Vous dites : "contester l'ensemble de ces résultats en affirmant qu'ils sont faussés de manière systématique par la communauté scientifique relève de la théorie du complot. Si donc il y a un biais, il ne peut être énorme au point d'occulter complètement un danger important"

Certes, en annonçant que c'est la communauté scientifique tout entière qui fausse systématiquement les résultats sur les OGM est certainement irréaliste (me semble-t-il) mais ce n'est pas la même chose d'affirmer que les études scientifiques indépendantes sont insuffisantes (en nombre) et que les études financées par les firmes intéressées sont elles, systématiquement biaisées...

Or, pour reprendre les exemples du documentaire "Notre poison quotidien", (qu'il conviendrait certes de vérifier, mais au même titre que vos assertions), les études "scientifiques" financées par les industries concernées par les pesticides, par l'aspartame, par l'emploi et/ou la production de bisphénol A ont quant à elles été fréquemment, sinon systématiquement, truquées, et les études scientifiques indépendantes, elles, systématiquement retoquées. Et ceci ne me semble pas tenir de la théorie du complot : oui, des hommes font des efforts pour cacher les conséquences nocives sur l'environnement ou la santé dans le but de conserver leurs profits (leur gagne-pain). Ce n'est pas plus étonnant que de savoir que d'autres hommes gagnent leur vie sur le commerce des armes.

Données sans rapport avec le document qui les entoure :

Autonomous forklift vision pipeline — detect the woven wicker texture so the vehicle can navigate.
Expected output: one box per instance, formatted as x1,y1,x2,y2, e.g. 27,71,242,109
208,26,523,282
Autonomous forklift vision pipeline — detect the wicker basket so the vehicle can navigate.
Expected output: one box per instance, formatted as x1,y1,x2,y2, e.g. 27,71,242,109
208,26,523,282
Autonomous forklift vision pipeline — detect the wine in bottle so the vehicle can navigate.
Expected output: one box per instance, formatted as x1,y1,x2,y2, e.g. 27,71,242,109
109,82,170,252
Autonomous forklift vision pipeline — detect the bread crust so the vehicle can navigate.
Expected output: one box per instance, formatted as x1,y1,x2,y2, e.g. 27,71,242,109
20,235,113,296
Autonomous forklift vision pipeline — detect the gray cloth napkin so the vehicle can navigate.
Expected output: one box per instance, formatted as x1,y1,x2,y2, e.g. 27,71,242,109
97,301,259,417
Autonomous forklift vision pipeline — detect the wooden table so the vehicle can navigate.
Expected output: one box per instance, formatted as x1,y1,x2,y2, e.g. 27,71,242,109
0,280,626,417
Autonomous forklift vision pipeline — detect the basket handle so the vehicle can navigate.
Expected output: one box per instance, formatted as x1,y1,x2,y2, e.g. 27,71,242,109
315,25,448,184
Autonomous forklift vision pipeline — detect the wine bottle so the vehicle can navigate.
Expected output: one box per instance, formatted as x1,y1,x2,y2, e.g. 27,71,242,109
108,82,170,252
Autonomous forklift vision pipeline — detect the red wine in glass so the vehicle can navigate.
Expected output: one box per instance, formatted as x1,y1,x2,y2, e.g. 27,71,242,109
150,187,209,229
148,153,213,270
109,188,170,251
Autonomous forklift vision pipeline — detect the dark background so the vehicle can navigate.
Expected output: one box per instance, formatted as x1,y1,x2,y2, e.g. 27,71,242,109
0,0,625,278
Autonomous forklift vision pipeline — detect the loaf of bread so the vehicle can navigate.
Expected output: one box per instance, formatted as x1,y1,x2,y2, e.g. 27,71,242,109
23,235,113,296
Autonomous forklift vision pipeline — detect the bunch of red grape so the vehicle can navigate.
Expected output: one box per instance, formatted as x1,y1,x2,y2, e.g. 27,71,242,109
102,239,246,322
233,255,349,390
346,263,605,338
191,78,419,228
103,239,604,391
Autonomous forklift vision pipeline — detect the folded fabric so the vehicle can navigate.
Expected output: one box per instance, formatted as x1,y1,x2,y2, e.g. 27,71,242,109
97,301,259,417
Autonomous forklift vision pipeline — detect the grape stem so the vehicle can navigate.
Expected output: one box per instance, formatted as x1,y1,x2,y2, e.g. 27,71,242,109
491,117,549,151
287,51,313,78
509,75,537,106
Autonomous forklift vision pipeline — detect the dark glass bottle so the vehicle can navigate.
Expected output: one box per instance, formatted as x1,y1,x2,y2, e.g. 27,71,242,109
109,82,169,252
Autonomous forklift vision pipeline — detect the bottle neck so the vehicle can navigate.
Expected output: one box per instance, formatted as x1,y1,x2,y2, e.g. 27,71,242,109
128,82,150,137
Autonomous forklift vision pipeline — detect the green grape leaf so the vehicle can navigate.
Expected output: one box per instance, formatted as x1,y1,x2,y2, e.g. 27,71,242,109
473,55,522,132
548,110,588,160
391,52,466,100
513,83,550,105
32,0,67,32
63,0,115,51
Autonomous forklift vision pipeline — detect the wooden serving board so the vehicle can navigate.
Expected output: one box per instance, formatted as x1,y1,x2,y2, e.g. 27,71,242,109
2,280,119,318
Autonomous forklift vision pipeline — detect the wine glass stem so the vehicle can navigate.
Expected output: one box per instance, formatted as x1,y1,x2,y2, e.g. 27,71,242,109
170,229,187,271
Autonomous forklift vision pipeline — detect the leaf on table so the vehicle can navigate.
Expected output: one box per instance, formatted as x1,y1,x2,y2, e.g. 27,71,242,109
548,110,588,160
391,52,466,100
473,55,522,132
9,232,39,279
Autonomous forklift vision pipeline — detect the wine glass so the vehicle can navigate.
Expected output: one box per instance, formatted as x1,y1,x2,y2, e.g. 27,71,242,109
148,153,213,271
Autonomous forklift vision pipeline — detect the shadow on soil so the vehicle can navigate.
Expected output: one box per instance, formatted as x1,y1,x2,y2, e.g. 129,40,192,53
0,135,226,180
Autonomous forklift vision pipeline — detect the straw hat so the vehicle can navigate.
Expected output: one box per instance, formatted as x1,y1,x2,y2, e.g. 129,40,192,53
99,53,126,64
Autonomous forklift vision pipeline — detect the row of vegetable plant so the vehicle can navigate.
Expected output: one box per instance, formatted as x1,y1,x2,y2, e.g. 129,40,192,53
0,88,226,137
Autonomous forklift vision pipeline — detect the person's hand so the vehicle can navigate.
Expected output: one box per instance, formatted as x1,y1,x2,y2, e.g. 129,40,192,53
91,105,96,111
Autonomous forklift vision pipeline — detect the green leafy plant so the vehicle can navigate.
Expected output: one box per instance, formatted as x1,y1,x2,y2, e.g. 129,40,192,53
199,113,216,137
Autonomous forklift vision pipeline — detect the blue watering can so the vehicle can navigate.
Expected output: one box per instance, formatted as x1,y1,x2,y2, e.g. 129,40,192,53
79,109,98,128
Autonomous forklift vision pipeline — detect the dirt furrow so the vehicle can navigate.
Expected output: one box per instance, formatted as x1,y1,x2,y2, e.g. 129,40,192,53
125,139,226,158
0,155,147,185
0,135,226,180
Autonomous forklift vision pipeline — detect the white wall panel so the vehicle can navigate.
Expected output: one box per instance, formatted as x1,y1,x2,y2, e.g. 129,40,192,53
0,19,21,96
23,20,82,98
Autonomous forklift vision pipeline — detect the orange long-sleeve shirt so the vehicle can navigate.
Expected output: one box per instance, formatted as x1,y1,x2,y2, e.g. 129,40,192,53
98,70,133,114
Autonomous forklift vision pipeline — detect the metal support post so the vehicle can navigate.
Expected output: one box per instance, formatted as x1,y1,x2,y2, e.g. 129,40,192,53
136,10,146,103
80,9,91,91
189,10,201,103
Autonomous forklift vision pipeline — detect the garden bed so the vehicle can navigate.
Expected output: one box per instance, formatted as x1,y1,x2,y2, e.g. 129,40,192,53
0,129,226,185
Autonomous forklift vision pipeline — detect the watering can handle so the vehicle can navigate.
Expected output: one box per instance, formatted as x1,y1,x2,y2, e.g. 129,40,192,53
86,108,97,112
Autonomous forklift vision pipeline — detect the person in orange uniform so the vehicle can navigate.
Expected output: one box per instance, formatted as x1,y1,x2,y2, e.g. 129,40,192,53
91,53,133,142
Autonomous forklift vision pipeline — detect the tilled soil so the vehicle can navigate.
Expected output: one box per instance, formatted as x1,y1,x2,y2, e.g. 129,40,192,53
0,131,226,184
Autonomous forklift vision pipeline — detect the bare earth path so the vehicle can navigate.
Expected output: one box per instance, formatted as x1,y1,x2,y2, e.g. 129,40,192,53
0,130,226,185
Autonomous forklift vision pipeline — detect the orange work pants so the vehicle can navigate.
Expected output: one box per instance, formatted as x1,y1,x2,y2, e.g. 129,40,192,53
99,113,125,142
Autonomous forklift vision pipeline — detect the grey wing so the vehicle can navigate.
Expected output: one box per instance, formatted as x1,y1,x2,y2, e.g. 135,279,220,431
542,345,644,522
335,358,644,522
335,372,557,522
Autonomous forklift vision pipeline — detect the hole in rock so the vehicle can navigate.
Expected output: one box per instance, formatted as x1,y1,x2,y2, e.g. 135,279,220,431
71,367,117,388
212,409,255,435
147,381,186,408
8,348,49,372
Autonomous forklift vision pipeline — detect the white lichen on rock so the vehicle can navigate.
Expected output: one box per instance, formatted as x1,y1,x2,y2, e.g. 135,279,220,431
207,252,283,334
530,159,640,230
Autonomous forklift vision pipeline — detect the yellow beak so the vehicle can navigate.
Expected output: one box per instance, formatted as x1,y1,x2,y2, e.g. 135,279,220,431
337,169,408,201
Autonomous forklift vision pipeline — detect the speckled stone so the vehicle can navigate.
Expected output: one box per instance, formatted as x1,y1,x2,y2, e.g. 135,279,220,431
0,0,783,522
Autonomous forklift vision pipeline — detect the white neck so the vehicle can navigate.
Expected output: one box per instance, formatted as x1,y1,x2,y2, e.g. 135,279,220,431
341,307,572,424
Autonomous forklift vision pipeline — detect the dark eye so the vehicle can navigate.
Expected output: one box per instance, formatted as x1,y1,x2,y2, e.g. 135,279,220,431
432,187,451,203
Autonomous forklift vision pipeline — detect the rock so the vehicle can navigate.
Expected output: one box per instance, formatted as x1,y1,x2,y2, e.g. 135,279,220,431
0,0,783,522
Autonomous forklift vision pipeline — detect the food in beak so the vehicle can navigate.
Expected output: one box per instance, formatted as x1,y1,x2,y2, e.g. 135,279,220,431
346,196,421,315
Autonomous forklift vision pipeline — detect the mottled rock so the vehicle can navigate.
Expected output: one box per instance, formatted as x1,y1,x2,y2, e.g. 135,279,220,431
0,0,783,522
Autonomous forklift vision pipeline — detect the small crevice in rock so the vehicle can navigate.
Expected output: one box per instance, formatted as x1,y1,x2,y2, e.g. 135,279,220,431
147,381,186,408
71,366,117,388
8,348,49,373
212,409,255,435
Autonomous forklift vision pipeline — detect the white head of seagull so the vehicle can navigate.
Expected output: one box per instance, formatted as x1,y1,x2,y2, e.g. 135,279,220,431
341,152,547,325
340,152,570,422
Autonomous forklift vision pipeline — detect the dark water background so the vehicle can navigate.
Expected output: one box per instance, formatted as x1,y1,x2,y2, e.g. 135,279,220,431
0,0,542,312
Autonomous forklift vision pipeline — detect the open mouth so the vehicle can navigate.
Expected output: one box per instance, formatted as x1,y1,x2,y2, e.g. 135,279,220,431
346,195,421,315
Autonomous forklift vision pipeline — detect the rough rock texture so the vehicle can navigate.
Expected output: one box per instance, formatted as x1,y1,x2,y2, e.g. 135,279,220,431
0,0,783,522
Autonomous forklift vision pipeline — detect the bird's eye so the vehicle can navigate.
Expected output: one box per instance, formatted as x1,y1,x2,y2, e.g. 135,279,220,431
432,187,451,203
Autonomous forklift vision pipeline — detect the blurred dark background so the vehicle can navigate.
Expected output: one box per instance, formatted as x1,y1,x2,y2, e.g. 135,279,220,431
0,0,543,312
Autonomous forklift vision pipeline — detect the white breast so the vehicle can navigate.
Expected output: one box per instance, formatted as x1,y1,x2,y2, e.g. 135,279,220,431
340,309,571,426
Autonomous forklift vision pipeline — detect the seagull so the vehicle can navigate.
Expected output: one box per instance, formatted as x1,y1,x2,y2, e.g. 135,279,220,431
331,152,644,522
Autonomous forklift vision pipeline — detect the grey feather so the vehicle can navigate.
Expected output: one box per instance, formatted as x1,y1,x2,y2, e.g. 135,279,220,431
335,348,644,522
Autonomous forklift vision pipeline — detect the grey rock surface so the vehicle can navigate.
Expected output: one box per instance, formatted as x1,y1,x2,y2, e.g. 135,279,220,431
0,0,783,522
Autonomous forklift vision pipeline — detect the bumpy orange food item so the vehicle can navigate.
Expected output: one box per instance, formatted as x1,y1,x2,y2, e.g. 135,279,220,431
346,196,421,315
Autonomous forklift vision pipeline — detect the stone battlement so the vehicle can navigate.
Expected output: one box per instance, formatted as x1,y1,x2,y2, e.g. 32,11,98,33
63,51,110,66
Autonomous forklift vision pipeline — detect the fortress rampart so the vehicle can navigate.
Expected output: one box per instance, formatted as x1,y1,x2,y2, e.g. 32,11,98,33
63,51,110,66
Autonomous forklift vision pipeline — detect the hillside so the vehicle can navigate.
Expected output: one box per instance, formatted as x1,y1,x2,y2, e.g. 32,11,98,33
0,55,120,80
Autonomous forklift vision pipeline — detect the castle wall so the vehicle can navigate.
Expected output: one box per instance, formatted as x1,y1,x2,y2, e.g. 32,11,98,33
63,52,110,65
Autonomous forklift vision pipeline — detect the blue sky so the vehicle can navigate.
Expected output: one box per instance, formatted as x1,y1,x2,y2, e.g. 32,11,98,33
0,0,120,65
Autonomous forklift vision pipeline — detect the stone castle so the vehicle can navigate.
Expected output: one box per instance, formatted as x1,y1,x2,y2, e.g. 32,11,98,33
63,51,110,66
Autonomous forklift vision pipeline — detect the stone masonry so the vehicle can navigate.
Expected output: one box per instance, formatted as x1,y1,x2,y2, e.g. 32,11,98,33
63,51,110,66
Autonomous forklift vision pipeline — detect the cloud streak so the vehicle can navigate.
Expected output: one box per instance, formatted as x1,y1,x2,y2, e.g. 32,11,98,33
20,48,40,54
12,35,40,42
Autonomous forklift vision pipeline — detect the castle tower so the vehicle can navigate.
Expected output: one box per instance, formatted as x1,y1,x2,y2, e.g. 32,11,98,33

D'ailleurs vous mettez cela en opposition avec le tabac dont les effets cancérigènes sont certains. Mais il y a quelques dizaines d'années, lorsque les études confirmant l'aspect cancérigène certain du tabac ont commencé à menacer ce commerce, les industriels se sont unis pour faire taire les scientifiques et pour financer des spots publicitaires affirmant que le tabac ne présentait aucun danger pour la santé.

Bref, je trouve que vous balayez un peu vite l'argument de l'impact des OGM sur la santé. Êtes-vous certain que les études scientifiques indépendantes sur les OGM sont suffisamment nombreuses (et suffisamment indépendantes) pour affirmer que les conséquences sur la santé ne sont pas importantes ?

Amicalement,
diable moelleux a dit…
Mince, au deuxième paragraphe, lire
"Certes, annoncer que"...
Quentin Ruyant a dit…
Bonsoir,

Merci pour ce commentaire.
Honnêtement j'avoue ne pas être suffisamment informé pour savoir ce qu'il en est (c'est plus un essai qu'un véritable article d'expert). Je crois me souvenir avoir vu que les scientifiques travaillant pour les compagnies privées déclarent plus "d'arrangements" avec les résultats scientifiques, dans l'industrie pharmaceutique par exemple. Ceci dit si on peut craindre une certaine forme de laxisme et donc effectivement un risque accru, une tromperie massive, sans fuite dans les médias ni rien, me parait assez peu plausible a priori. Enfin je me trompe peut être.